Su conversión le costó inicialmente el repudio y la soledad. Los anglicanos, la mayoría de los ingleses, lo consideraron un traidor que se unía al enemigo.

Otro converso inglés, tal vez más famoso que Newman, fue G. K. Chesterton. Aunque laico, es un buen candidato a beato e incluso a doctor de la Iglesia. Se le recuerda hoy por la serie de televisión (con base en los libros) de El Padre Brown, un sacerdote con dotes de detective. Sus libros Ortodoxia y El Hombre Eterno, de fácil lectura, son la envidia de muchos teólogos contemporáneos por la profundidad y riqueza con que abordan la fe y la historia. Solía expresar sus recomendaciones para la buena vida de manera ingeniosa y divertida: “Los ángeles pueden volar porque se toman a sí mismos a la ligera”.

Entre estos conversos ingleses, Graham Green es difícil considerarlo candidato a los altares. Fue en algún tiempo comunista, además espía, agente inglés del M16.  Ciertamente se convirtió, y hay más alegría en el Cielo por la salvación de un pecador que por la de 99 justos. Pero no fue un dechado de virtudes. En cualquier caso, su novela El poder y la gloria es quizá una de las mejores defensas del catolicismo. Lejos de entrar allí en apologéticas cursis, su personaje principal es un cura borracho y amancebado, durante la persecución religiosa de Lázaro Cárdenas. Sin embargo, goza este sacerdote de una fe firme en lo que toca a sus obligaciones de ofrecer los sacramentos, en especial el de la reconciliación.

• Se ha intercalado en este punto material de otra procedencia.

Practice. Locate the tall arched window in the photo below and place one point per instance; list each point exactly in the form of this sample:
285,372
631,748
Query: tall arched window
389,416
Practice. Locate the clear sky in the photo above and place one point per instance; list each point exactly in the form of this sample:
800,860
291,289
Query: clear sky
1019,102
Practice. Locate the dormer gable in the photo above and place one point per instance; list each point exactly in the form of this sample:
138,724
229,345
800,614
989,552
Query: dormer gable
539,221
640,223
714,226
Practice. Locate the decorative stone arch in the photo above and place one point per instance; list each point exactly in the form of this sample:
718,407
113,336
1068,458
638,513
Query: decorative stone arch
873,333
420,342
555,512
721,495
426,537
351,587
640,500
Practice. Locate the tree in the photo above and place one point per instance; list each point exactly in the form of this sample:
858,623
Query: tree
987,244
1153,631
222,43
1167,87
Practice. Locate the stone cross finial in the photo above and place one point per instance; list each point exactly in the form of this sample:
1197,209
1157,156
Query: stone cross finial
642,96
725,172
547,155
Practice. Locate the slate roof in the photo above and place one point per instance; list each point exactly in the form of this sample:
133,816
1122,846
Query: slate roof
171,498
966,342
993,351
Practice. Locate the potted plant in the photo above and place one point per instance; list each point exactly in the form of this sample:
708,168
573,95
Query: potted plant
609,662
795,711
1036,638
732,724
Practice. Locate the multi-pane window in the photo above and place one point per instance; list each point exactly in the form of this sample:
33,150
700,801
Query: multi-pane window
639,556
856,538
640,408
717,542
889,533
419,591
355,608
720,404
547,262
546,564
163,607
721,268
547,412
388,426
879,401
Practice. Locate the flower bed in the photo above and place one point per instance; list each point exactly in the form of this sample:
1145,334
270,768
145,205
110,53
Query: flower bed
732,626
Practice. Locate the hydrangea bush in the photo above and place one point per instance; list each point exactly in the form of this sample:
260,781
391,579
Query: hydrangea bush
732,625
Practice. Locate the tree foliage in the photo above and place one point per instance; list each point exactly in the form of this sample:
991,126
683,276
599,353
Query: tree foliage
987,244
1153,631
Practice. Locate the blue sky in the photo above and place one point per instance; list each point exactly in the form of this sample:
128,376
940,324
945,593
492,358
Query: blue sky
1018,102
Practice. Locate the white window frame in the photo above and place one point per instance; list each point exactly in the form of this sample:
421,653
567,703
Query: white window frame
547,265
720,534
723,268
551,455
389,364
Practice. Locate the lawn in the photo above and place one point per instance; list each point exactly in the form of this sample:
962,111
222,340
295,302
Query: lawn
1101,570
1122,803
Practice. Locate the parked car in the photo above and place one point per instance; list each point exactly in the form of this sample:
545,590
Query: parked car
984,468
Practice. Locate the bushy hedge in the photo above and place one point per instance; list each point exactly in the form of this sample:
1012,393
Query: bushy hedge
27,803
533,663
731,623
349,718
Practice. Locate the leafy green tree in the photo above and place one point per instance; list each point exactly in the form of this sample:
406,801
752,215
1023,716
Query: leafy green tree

Como único sacerdote en la gran región pantanosa e insalubre de Tabasco, no rehuía a esa responsabilidad aun cuando el hacerlo lo exhibía ante los enemigos de la religión, lo que le costó el martirio. Si bien es un personaje ficticio, con él Green nos recuerda a multitud de sacerdotes, religiosos y laicos católicos asesinados en México por su fe.

Mejor conocido es el converso inglés Oscar Wilde. No fue tampoco dechado en virtudes. Era, de hecho, un disoluto, y presumía de ello. Algunos críticos consideran El retrato de Dorian Gray un reflejo del desenfreno de este escritor. De cualquier manera, al final de su vida, rechazado por los ingleses puritanos tras conocer sus perversiones, sólo pudo Wilde conseguir paz tras abrazar la fe y recibir antes de morir la absolución sacramental de un sacerdote en Francia.

En contraste, destaca el virtuoso escritor J. R. R. Tolkien, también un converso inglés, si bien su paso de ser bautista al catolicismo ocurrió cuando era él niño, por decisión de su madre. Es el autor de la trilogía El Señor de los Anillos, quizá el texto mejor de “alta fantasía” contemporánea. Aunque en la obra no hay ninguna referencia a su fe, Tolkien reconoció que: «El Señor de los Anillos es, por supuesto, una obra fundamentalmente religiosa y católica». Su amor por los mitos y su fe devota se unieron en su creencia en que la mitología «es el eco divino de la Verdad».

Si algo comparten estos conversos, además de producción creativa, es abrazar un catolicismo que se hizo baluarte intelectual y religioso contra una modernidad atea.